Concurrent encoders by ryzhyk · Pull Request #5361 · feldera/feldera

ryzhyk · 2026-01-02T06:53:22Z

In preparation for adding support for parallel encoding, wrap the batch passed to `Encoder::encode` in `Arc`, so it can later be cloned and sent to multiple workers. Signed-off-by: Leonid Ryzhyk <ryzhyk@gmail.com>

Extend trait SerBatchReader two support parallel encoders: - SerBatchReader::partition_keys - partitions the batch into approximately equal sized chunks. - SerCursor::seek_key_exact - can be used to move the cursor to the start of a partition. - SerCursor::key() - can be used to compare the current key under the cursor with the end of the partition to stop iteration. Signed-off-by: Leonid Ryzhyk <ryzhyk@gmail.com>

All batches are now Send and Sync, so we eliminate the SyncSerBatchReader trait and add Send + Sync bounds to SerBatchReader. Signed-off-by: Leonid Ryzhyk <ryzhyk@gmail.com>

ryzhyk

I feel that this framework is still too opinionated. Please consider removing workerpool and using the threadpool crate or something similar.
Transports like Kafka support concurrent senders. I think we need to support that in the consumer API. I'll try to come up with something.
We need to figure out how to add a benchmark to this of next PR.

ryzhyk · 2026-02-04T20:00:22Z

crates/adapterlib/src/catalog.rs

+    }
+}
+
+pub struct SplitCursorBuilder {


Why do we need the builder type? Can't next_split return a cursor?

crates/adapterlib/src/catalog.rs

ryzhyk · 2026-02-04T20:10:56Z

crates/adapterlib/src/catalog.rs

+pub struct BatchSplitter {
+    batch: Arc<dyn SerBatchReader>,
+    bounds: Box<DynVec<DynData>>,
+    position: AtomicUsize,


Why does this need to be an atomic? I don't think BatchSplitter can be used from multiple threads.

In fact, I'm not sure why we need the BatchSplitter type at all. I haven't read the rest of the PR yet, but the simplest API would be just a function that creates a list of cursors based on a bounds array. Alternatively, if you need more flexibility, you may want to have a function that creates a cursor given start and end bounds.

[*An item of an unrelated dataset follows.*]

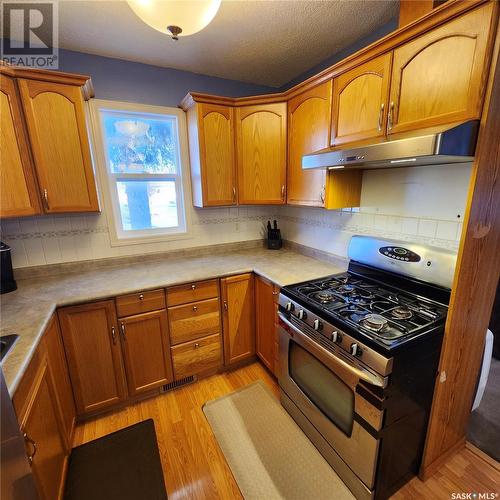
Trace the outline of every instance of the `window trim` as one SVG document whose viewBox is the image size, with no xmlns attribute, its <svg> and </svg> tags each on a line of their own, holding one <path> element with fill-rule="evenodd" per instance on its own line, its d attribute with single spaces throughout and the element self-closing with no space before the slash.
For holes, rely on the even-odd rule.
<svg viewBox="0 0 500 500">
<path fill-rule="evenodd" d="M 180 172 L 179 174 L 156 174 L 162 179 L 171 176 L 172 178 L 180 175 L 181 182 L 177 184 L 177 196 L 180 196 L 180 200 L 183 206 L 184 212 L 184 227 L 181 230 L 174 231 L 164 231 L 162 234 L 152 234 L 152 230 L 146 229 L 144 231 L 136 232 L 134 236 L 131 237 L 120 237 L 121 231 L 120 226 L 117 221 L 117 217 L 120 217 L 119 213 L 116 213 L 115 209 L 115 198 L 116 193 L 114 189 L 114 183 L 111 177 L 119 176 L 120 178 L 126 178 L 127 174 L 111 174 L 108 173 L 107 160 L 106 160 L 106 149 L 104 145 L 104 135 L 101 126 L 100 110 L 111 110 L 111 111 L 130 111 L 133 113 L 146 113 L 146 114 L 156 114 L 156 115 L 169 115 L 175 116 L 177 121 L 177 134 L 179 139 L 179 161 L 180 161 Z M 191 229 L 191 213 L 189 210 L 188 202 L 191 197 L 191 184 L 190 184 L 190 166 L 189 166 L 189 149 L 187 144 L 187 123 L 186 115 L 184 111 L 179 108 L 171 108 L 166 106 L 153 106 L 149 104 L 139 104 L 130 103 L 123 101 L 111 101 L 106 99 L 90 99 L 87 102 L 87 112 L 89 114 L 90 123 L 90 139 L 92 144 L 92 152 L 95 160 L 97 174 L 101 184 L 101 198 L 103 201 L 106 219 L 109 228 L 109 239 L 112 247 L 116 246 L 127 246 L 143 243 L 161 243 L 182 239 L 192 238 Z M 134 178 L 138 178 L 140 174 L 134 174 Z M 151 178 L 155 177 L 155 174 L 144 174 L 144 177 Z M 181 187 L 181 189 L 179 189 Z M 154 231 L 154 230 L 153 230 Z"/>
</svg>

The advantage of that is you don't need a stateful object like BatchSplitter.

Some of this is a remnant of the previous version.
Yes, we don't need the position to be atomic anymore.

In that case, let's keep it simple and eliminate This BatchSplitter thing, unless there's something I missing.

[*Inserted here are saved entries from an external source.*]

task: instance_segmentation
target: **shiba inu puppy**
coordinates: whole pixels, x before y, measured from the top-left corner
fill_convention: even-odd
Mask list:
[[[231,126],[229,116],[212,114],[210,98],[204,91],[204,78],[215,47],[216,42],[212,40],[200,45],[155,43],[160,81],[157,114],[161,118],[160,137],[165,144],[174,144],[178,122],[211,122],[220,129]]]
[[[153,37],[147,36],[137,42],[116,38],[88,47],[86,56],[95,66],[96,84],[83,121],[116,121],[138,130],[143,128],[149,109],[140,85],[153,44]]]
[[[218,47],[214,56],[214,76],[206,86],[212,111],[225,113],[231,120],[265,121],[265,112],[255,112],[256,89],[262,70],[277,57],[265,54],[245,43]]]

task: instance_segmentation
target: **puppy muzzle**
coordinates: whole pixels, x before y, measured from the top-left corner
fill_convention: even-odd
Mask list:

crates/adapters/src/format/workerpool.rs

crates/adapters/src/format/avro/output.rs

Implements parallel encoders for the avro output encoder. Defines cursor types `SplitCursor<'_>` and `SplitCursorBuilder`. `SplitCursorBuilder` can be built from a list of bounds for a partition (typically created by the `partition_keys` method) and the index of the partition we want a cursor for. This builder type is required to be able to send cursors safely between threads. The `SplitCursor<'_>` type requires a reference to the batch, and therefore is not thread safe. To create a builder use the method: `SplitCursorBuilder::from_bounds(batch, bounds, idx, format)`; returns None if the `idx` partition cannot be created from the given bounds. `SplitCursor<'_>` can only be created by calling `SplitCursorBuilder::build()`. This cursor then is only valid for the current partition. Additionally, we create a `AvroParallelEncoder` type for each threadpool worker we want to run. This parallel encoder then sends the enocded batches back to the main thread via a channel. All encoding errors, if any, are gathered and returned when the `AvroEncoder::encode_indexed` method returns. Signed-off-by: Abhinav Gyawali <22275402+abhizer@users.noreply.github.com>

Adds a benchmark for parallel encoders with Avro format. Seems like the sweet spot is 4 workers. All the code here was vibe-coded with Claude code. Signed-off-by: Abhinav Gyawali <22275402+abhizer@users.noreply.github.com>

abhizer · 2026-02-08T20:46:17Z

The sweet spot seems to be 4 workers.

Signed-off-by: Abhinav Gyawali <22275402+abhizer@users.noreply.github.com>

gz

can we name the threads in the threadpool?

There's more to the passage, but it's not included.